Once I was settled, I browsed the menu. Because it was my first time ordering tea in Korea, I chose something that sounded flavorful and looked pretty. Of course I don't judge a book by it's cover or a person by his looks! I just have a peculiar interest and obsession with the presentation of food and beverage. Presentation is half the taste. If it looks good, it should taste [at least a little] good! All that to say I chose the iced omijacha to soothe my soul and cool down on a day of humid delight. How was it? Delightful! A little sweet, bitter, pungent, sour, and salty! Well, honestly speaking I couldn't make out all of the flavors. If you sip it slowly you may just sample them all!
You could say my first, and definitely not my last, tea experience was amazing! It didn't hurt to be in the presence of some fun friends. I knew I loved tea. However, this experience developed a long-lasting relationship and devotion to Korean tea houses not to mention omijacha. Ultimately, the omijacha sampling experience sent my taste buds into a heightened sense of happy joy and me on a journey to sampling omijacha at as many venues and in as many forms as possible. I even purchased those tasteless instant packages from the Lotte supermarket more than once!

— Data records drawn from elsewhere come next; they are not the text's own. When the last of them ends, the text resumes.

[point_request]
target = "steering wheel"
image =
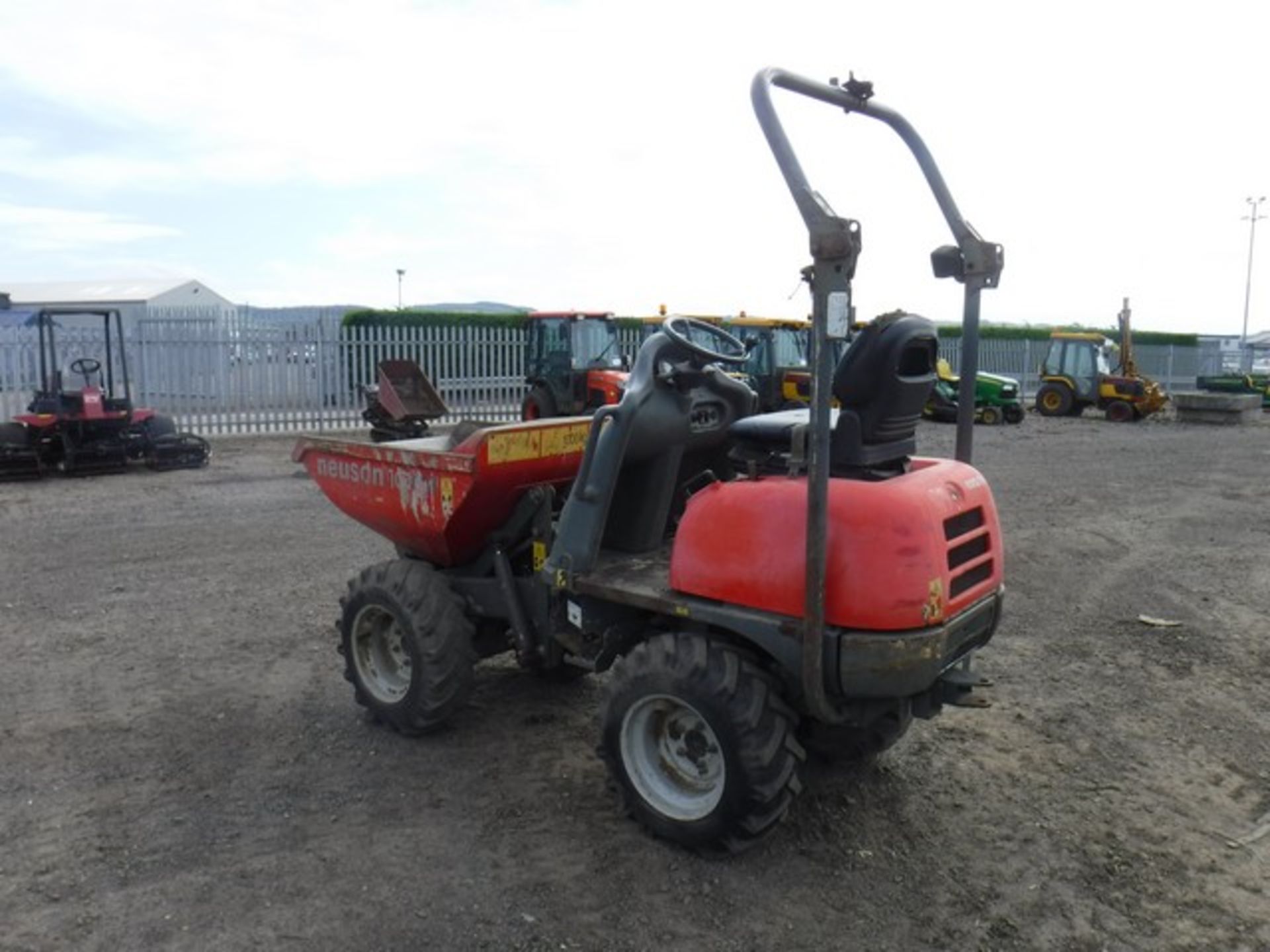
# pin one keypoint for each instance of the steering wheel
(84, 367)
(679, 328)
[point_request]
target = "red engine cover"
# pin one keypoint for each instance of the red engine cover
(906, 553)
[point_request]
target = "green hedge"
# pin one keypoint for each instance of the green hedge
(447, 319)
(1014, 332)
(431, 319)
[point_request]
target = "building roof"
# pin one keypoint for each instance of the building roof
(120, 291)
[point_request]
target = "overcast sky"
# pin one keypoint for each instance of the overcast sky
(605, 155)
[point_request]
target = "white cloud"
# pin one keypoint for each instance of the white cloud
(607, 150)
(34, 229)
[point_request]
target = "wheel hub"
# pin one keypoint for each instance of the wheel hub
(672, 758)
(380, 655)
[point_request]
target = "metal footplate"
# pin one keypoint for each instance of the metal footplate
(181, 451)
(955, 687)
(959, 683)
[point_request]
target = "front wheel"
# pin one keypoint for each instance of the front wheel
(408, 647)
(698, 743)
(539, 405)
(1054, 400)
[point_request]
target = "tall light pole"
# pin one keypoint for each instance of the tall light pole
(1253, 218)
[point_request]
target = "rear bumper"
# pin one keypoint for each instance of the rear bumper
(902, 664)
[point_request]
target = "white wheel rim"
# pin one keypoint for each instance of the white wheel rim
(380, 656)
(672, 758)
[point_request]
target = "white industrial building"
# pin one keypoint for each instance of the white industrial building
(173, 299)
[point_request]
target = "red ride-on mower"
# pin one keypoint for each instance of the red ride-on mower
(753, 584)
(95, 428)
(403, 403)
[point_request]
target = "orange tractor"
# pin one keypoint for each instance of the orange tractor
(572, 364)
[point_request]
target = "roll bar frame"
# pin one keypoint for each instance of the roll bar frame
(836, 244)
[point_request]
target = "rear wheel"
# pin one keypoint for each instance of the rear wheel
(698, 743)
(539, 405)
(1054, 400)
(1119, 412)
(407, 644)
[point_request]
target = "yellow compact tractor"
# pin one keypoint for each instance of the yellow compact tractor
(1078, 372)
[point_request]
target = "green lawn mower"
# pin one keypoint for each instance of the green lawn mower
(996, 397)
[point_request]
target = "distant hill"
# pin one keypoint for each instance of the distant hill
(474, 307)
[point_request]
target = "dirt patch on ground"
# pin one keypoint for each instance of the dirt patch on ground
(182, 764)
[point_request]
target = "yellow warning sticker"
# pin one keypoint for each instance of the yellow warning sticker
(515, 447)
(934, 608)
(563, 441)
(536, 444)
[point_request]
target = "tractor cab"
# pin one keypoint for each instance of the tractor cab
(1080, 360)
(1089, 370)
(777, 360)
(572, 364)
(1078, 372)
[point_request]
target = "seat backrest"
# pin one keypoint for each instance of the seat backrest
(882, 383)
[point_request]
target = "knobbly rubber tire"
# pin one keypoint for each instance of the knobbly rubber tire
(539, 405)
(842, 743)
(1121, 412)
(435, 634)
(1054, 400)
(743, 709)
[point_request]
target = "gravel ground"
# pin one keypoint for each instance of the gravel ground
(182, 764)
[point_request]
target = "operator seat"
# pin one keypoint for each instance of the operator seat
(882, 385)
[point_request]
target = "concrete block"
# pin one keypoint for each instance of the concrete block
(1228, 409)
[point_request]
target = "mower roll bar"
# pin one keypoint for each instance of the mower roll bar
(45, 317)
(835, 248)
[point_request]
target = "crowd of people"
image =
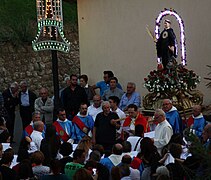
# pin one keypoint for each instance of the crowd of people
(103, 136)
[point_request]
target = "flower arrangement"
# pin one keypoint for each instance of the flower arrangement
(171, 80)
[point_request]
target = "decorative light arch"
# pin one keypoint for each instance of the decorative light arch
(172, 12)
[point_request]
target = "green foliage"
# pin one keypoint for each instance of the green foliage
(18, 23)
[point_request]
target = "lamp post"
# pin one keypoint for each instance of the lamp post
(50, 36)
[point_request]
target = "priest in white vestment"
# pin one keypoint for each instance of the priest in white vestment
(163, 130)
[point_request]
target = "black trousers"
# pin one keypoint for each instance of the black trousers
(10, 124)
(26, 115)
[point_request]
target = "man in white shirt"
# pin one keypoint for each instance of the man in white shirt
(95, 108)
(114, 102)
(36, 135)
(163, 130)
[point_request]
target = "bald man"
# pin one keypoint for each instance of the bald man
(197, 122)
(206, 136)
(172, 116)
(114, 159)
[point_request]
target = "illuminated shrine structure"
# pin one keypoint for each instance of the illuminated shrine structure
(50, 35)
(177, 82)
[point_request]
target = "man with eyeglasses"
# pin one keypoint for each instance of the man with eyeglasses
(163, 130)
(172, 116)
(96, 107)
(73, 96)
(84, 122)
(45, 106)
(64, 127)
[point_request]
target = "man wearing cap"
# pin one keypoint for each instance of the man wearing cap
(166, 44)
(10, 102)
(26, 102)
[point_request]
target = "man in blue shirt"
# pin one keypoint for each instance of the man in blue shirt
(104, 85)
(84, 122)
(130, 97)
(172, 116)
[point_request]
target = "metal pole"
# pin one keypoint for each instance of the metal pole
(55, 74)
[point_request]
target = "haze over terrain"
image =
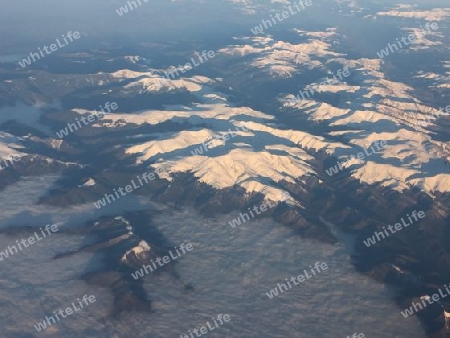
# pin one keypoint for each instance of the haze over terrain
(267, 136)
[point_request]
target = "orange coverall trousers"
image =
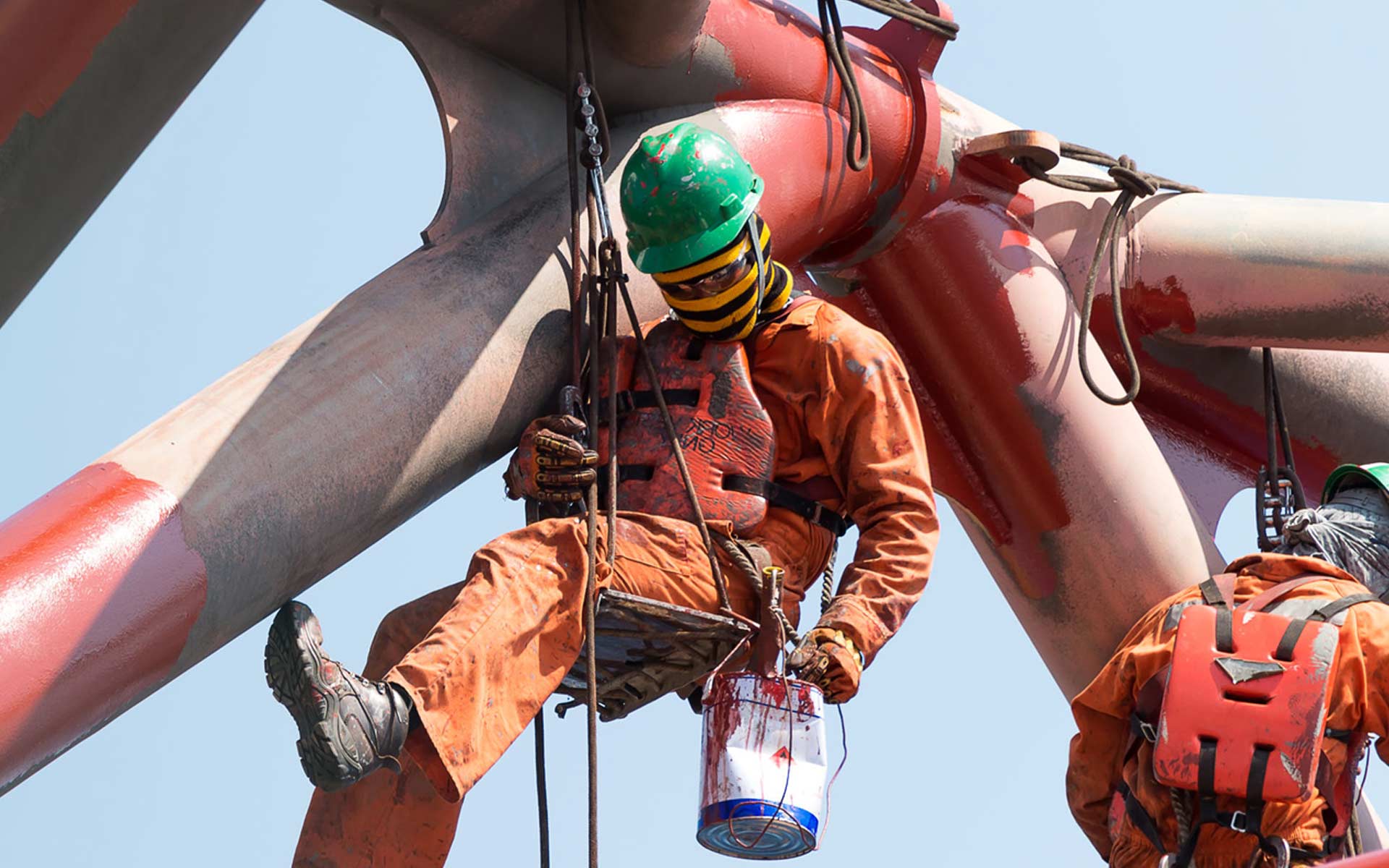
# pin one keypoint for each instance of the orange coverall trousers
(481, 658)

|my first cup of omijacha on a very hot day|
Two years after my first experience, a Japanese friend came to visit me in South Korea. It was February '10, the dead of winter-one of the coldest winters Korea experienced in a long while! After a freezing day trip to Nami Island, a beautiful island in the Gangwando province, known to be a great place for lovers and the site of the drama filming, "Winter Sonata" we found our way back to Seoul. A warm tea house and a hot cup of tea were the only things that made sense!. We found our way into a special tea house hidden away up a flight of stairs in Insadong. Insadong is a more traditional part of Seoul packed with tourists looking for the ultimate Korean experience. Although seemingly quaint and small from the outside, the room was well lit and very comfortable. It had the perfect mix of traditional and modern tea-house styles. I happily ordered my omijacha. Without question, my friend and I ordered it hot on that frigid day. Another cup of pure bliss to satisfy the senses. For non omijacha drinkers, there are many other options such as yujacha (citrus), insamcha, (ginger), oksusucha (corn), etc. Be adventurous and dive into the selection of other traditional and herbal teas!
|a much needed hot cup of omijacha|
By now you've realized I love omijacha and tea houses!
For more information on tea drinking spots you can read an article at http://mattbites.com about a few tea houses in Seoul including one similar to the one my friend and I visited in Insadong. Matt is passionate about food and knows how to make it look good, too! He and his partner were traveling in Korea and happened to explore a little bit of the tea scene in Seoul. Check out their take on tea in Seoul!
What is your favorite tea and where are your favorite tea houses?
Happy tea drinking my fellow tea lovers!